It should be clear to anyone who has lived, breathed and had their being in this country since the early 1990s that the International Financial Institutions have been trying relentlessly to shove their winner-take-all, neoliberal economic orthodoxy down our throats.
Indeed, many here have begun to repeat their mantras with a devotion of cult members fervently following a leader to doom. We are all too familiar with these well-worn shibboleths and euphemisms: more taxation is shrouded as “revenue enhancement”; making taxpayers pay for what they already pay for in taxes is “cost recovery”; those public goods and services already bought and paid for by taxes are “entitlements”.
Indeed, “structural adjustment” has a ring of reasonableness, logical inevitability, but has been anything but reasonable – slashing public spending, cutting salaries and benefits, and encouraging state-owned enterprises to be turned over to the private sector.
Even the label to which these structural adjustment policies are attached – the Washington Consensus – is a cynical nod to George Orwell’s 1984.
The World Bank has encouraged larger class sizes and school amalgamation in public education and private schools. The International Monetary Fund presses for privatisation, austerity and economic liberalisation (see also currency devaluation) that have resulted in unequal growth and social discontent.
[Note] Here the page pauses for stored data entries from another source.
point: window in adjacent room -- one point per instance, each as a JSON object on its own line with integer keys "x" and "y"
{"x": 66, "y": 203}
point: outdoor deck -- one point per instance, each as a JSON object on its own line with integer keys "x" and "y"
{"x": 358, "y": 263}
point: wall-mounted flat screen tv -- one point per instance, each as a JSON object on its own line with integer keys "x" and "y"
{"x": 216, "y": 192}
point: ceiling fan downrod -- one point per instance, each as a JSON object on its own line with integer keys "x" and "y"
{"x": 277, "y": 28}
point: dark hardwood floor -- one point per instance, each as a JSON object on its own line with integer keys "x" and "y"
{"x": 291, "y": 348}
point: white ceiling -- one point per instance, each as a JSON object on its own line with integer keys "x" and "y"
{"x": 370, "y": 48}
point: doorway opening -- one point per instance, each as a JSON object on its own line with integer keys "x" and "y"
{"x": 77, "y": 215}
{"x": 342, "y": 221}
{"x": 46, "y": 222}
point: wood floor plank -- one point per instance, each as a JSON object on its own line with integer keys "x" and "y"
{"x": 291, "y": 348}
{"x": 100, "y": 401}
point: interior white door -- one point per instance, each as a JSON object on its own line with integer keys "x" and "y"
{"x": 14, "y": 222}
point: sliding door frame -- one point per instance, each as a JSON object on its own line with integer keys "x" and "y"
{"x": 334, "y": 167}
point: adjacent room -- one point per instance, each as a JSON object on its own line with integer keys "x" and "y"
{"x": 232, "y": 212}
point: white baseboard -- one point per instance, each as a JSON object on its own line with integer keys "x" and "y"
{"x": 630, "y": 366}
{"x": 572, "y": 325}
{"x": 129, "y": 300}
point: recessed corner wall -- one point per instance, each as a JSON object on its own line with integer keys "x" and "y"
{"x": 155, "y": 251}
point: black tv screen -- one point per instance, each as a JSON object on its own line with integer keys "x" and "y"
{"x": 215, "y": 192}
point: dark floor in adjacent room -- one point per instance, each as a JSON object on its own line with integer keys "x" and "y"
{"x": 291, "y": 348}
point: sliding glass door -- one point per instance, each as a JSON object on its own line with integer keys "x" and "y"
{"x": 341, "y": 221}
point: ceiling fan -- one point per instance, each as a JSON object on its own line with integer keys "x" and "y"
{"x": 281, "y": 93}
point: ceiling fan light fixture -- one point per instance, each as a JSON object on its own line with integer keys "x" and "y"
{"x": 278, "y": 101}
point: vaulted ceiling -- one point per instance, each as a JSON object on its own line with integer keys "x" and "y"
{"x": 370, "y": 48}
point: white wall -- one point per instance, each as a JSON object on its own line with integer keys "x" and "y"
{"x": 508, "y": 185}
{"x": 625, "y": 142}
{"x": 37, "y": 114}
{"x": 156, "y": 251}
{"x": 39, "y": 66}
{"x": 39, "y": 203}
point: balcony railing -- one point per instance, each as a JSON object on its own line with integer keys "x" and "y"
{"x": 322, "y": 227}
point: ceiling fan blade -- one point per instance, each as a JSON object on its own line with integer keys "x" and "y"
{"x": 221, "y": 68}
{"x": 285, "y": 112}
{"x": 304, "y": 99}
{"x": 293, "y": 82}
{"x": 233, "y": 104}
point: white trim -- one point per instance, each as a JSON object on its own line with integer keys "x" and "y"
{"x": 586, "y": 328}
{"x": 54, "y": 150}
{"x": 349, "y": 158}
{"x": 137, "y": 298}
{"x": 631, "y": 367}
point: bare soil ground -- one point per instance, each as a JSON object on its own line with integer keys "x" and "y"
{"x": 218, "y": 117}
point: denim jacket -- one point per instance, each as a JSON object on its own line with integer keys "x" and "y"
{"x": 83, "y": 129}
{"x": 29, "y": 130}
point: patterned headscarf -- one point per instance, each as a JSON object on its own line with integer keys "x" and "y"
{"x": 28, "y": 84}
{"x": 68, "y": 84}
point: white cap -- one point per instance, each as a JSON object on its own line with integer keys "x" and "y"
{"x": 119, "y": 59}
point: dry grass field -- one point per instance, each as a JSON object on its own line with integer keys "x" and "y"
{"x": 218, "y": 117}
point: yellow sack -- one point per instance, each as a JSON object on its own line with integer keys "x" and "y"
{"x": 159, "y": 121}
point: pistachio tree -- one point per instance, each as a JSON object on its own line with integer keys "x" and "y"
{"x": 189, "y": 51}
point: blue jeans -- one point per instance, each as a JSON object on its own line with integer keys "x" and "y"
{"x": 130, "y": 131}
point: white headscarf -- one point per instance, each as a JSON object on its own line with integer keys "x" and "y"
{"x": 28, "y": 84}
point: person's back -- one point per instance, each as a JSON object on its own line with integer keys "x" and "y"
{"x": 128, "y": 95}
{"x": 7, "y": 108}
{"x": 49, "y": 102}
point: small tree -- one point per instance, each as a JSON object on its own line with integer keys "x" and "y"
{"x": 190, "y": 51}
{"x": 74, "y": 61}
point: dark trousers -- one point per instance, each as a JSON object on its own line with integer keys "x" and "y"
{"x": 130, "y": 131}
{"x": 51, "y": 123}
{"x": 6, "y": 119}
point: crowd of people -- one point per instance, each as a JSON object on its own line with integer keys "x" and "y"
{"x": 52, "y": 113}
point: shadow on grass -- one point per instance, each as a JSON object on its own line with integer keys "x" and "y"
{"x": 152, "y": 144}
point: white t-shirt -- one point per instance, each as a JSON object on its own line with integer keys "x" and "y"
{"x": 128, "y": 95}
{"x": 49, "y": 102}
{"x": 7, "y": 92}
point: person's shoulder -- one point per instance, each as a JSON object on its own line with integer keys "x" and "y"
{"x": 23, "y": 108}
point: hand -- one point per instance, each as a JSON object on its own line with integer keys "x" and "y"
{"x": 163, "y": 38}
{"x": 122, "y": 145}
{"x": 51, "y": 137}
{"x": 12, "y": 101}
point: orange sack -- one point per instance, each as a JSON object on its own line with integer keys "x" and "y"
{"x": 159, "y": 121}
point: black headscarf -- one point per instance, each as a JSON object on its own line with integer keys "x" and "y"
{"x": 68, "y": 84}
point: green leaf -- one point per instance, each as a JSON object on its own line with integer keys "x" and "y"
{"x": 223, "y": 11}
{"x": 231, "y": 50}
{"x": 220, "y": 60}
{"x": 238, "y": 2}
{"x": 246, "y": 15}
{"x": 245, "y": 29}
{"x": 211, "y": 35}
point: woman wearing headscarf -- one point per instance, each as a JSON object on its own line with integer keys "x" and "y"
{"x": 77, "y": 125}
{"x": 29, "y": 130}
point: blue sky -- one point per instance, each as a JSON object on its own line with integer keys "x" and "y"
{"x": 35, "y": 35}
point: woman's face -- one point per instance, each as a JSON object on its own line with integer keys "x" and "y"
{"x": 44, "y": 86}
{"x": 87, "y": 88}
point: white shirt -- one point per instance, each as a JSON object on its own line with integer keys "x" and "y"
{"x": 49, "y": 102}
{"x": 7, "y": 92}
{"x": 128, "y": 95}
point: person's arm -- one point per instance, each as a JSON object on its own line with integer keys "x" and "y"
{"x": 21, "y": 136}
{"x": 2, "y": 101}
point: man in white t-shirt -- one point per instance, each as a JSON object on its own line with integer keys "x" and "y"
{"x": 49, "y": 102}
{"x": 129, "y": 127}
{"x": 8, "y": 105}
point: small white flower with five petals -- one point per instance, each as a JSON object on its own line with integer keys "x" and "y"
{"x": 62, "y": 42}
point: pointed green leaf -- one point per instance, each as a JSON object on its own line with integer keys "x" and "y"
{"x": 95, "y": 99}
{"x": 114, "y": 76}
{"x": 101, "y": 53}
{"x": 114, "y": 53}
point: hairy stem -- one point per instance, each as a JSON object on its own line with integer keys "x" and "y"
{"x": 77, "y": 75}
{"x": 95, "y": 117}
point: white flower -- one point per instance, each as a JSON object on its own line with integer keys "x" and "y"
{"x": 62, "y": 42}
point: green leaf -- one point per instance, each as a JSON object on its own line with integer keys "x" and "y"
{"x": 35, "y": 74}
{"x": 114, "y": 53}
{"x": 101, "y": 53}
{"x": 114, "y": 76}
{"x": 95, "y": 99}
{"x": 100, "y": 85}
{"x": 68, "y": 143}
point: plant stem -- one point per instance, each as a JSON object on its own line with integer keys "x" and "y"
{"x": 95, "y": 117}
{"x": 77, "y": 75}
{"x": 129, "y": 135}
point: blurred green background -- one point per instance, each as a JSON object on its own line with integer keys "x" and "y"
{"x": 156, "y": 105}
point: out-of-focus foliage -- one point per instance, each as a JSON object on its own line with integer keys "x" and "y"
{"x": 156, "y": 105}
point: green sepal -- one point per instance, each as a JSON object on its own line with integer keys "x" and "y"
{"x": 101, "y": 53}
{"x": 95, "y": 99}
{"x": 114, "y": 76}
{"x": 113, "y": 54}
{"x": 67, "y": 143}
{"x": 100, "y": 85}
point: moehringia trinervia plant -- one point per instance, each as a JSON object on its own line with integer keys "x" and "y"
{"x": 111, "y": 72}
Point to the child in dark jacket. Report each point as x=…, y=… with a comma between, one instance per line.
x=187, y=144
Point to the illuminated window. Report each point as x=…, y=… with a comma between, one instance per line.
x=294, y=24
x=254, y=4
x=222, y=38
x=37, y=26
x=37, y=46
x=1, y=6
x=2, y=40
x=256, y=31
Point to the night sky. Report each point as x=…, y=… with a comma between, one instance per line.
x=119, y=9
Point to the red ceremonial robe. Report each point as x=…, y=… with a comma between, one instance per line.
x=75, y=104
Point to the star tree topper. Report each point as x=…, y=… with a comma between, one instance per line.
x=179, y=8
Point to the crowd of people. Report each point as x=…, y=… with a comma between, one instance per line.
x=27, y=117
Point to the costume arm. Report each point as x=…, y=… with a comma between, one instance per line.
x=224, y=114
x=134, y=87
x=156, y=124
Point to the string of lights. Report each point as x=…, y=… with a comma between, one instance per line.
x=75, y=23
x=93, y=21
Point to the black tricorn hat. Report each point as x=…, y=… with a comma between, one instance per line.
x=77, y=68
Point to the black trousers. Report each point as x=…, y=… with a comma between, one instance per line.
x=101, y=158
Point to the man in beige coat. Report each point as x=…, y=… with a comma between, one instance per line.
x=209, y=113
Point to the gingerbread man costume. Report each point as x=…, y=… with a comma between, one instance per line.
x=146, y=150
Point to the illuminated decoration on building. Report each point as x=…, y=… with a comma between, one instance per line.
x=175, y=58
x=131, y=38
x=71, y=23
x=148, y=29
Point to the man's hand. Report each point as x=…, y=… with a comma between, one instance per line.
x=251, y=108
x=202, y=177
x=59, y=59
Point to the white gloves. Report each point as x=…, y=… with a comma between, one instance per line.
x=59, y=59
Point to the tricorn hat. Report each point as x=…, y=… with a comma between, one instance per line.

And make no mistake – the linguistic shell game has not gone unnoticed here. We are in the middle of a structural adjustment programme rebranded as “Economic Recovery and Transformation”, wearing an acronym complete with an innocuous, Sesame Street characterisation – Bert.
Now, after decades of resistance, we have succumbed finally to one of the latest structural adjustment blows, by word and deed; it is the concept of paying “user fees” for public services. In effect, you get the privilege of being provided that which you already paid for, twice if not thrice, through income tax and indirect taxation.
Back in 1991, the IMF suggested that we pay full price for all public services, from housing to health care to education. For the IMF, public services should only be free at the point of delivery to those flatly unable to pay for them. A mean income inequality has emerged, propelled by a meanness in public policy and mean public opinion that embraces selfishness.
But now, even those who advocated making us all pay for the services our tax dollars already buy have been silenced by the crude, crushing weight of fees, levies and taxes.
Perhaps the most egregious of these has been the Garbage and Sewage “Contribution”. No one who has seen water rates grow by over 60 per cent during the last administration should draw comfort in paying double the quantum of their water bill for waste management under this regime.
We might not have approved of the brief taxpayer revolt against the waste tax but we understand the sticker shock that water authority customers received in their GSC-added bills.
The administration has said nothing but the message in the sheer level of this add-on user fee is unambiguous – Barbadians are expected to pay – twice -for the bulk of the Sanitation Services Authority and the Bridgetown and South Coast sewage systems.
Like the rise in the VAT from 15 per cent to 17.5 per cent, we have little confidence that the Government has in mind any shelf-life for this levy. That which is temporary becomes, by custom, usage and tradition, permanent.
We beg to differ.
The doubling and tripling of BWA bills is an ugly grab at the purse strings of an overtaxed population. We do believe that Barbadians are willing to pay more but not to receive less and less. The bonanza that the GSC has reaped for the Government should not merely be enough to buy second-hand trucks, which are then subjected to rough driving and careless handling, poor maintenance and a lack of spare parts.
We are convinced that there is more than enough to pay for a comprehensive waste management system, including waste separation, recycling and perhaps even viable waste-to-energy solutions such as biogas.
To reduce the waste tax to a cash grab to outfit the SSA with a new fleet of old trucks and fix a sewage system that was doomed by poor planning and lax maintenance is to throw good money after bad.
This, too, is unsustainable.
We say to Government, put a shelf-life on the so-called Garbage and Sewage Contribution, reduce its fat, ugly rate, show us where the money is going, and bin this tax sooner rather than later.